In LAVA-Star sequence, total of 1500 radial spokes were acquired in 4 minutes continuously and 20 phases were reconstructed (12 s/phase) for routine frame rate reconstruction. The soft-gating, a retrospective gating technique, was used to suppress the image blur due to respiratory motion.
Abbreviations: LAVA, liver acquisition with volume acceleration; TR, repetition time; TE, echo time; FOV, field of view; ARC, auto-calibrating reconstruction for Cartesian sampling; AP, arterial phase.

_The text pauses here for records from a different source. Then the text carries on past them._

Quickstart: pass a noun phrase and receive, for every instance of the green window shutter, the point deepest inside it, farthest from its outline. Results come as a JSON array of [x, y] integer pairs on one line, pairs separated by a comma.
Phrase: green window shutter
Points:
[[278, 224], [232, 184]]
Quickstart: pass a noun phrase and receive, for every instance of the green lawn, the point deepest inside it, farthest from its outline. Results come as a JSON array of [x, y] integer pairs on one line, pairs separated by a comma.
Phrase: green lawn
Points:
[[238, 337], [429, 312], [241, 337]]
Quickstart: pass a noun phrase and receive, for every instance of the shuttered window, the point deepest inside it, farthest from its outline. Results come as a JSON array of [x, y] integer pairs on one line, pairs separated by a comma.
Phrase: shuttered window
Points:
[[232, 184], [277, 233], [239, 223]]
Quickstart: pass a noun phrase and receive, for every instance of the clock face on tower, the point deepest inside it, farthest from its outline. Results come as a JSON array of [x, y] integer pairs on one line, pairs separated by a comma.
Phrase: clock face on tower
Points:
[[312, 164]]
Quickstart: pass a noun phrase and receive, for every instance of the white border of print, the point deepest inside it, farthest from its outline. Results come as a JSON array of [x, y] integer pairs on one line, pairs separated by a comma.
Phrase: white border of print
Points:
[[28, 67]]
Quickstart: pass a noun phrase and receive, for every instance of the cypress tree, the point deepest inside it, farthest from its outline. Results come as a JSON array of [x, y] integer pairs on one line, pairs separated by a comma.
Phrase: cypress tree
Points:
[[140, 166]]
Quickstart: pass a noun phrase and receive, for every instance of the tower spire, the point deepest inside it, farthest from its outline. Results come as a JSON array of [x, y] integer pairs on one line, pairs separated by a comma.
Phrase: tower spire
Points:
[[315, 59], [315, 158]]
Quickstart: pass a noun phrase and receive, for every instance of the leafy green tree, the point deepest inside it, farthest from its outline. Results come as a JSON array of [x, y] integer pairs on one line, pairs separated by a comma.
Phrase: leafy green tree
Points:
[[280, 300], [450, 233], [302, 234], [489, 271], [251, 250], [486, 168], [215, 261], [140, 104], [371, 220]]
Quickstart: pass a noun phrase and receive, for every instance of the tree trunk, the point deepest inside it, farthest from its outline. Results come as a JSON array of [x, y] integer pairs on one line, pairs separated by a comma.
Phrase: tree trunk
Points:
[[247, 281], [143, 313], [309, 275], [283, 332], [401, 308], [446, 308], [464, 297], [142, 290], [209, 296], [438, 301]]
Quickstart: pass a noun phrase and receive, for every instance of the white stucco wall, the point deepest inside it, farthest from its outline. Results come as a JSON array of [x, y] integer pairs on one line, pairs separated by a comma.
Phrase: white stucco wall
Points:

Fig. 2. Scan timing of the arterial phase (AP).
The adequate scan timing of the AP is when the hepatic artery and branches (arrow) and portal vein (arrowhead) are enhanced but the hepatic vein is not yet enhanced by antegrade flow (dotted arrow) (left image). If only the hepatic artery is enhanced (arrow), the scan timing is too early (middle image). If the hepatic vein is already enhanced (dotted arrow), the scan timing is too late (right image). Inadequate AP was defined as too early and too late scan timings.
Fig. 3. Patients demographics.
There is no significant difference on patients’ background between two groups (P = 0.1749-0.7388).

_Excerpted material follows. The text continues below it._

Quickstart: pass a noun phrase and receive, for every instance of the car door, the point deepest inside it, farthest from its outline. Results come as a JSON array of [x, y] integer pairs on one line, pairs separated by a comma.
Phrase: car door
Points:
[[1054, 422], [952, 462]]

Abbreviations: LAVA, liver acquisition with volume acceleration; HCV, hepatitis C virus; HBV, hepatitis B virus; CLD, chronic liver disease.
Fig. 4. The ratio of adequate scan timing of AP on each sequence and phase.
Inadequate scan timing of AP was observed 13 patients (8.7%, 13/149) in Cartesian breath-hold LAVA group, while only 1 patient (4.0%, 1/25) in LAVA-Star group showed inadequate scan timing of AP. In remaining 24 patients, the adequate scan timing of AP was observed in the 3rd phase (25.0%, 6/24), 4th phase (70.8%, 17/24), or 5th phase (4.2%, 1/24).
Abbreviations: AP, arterial phase; LAVA, liver acquisition with volume acceleration.
Fig. 5. Example of the utility of high frame rate reconstruction.
Adequate scan timing of AP was not observed on routine frame reconstruction (12 s/phase). Portal vein (arrowhead) was not enough enhanced in the 3rd phase and hepatic vein (dotted arrow) was already enhanced in the 4th phase. Optimal AP was obtained with high frame rate reconstruction (3 s/phase). Hepatic artery (arrow) and portal vein (arrowhead) were enhanced but the hepatic vein (dotted arrow) was not yet enhanced in the 13th phase only.
Open arrow shows metastatic liver tumor from pancreatic adenocarcinoma.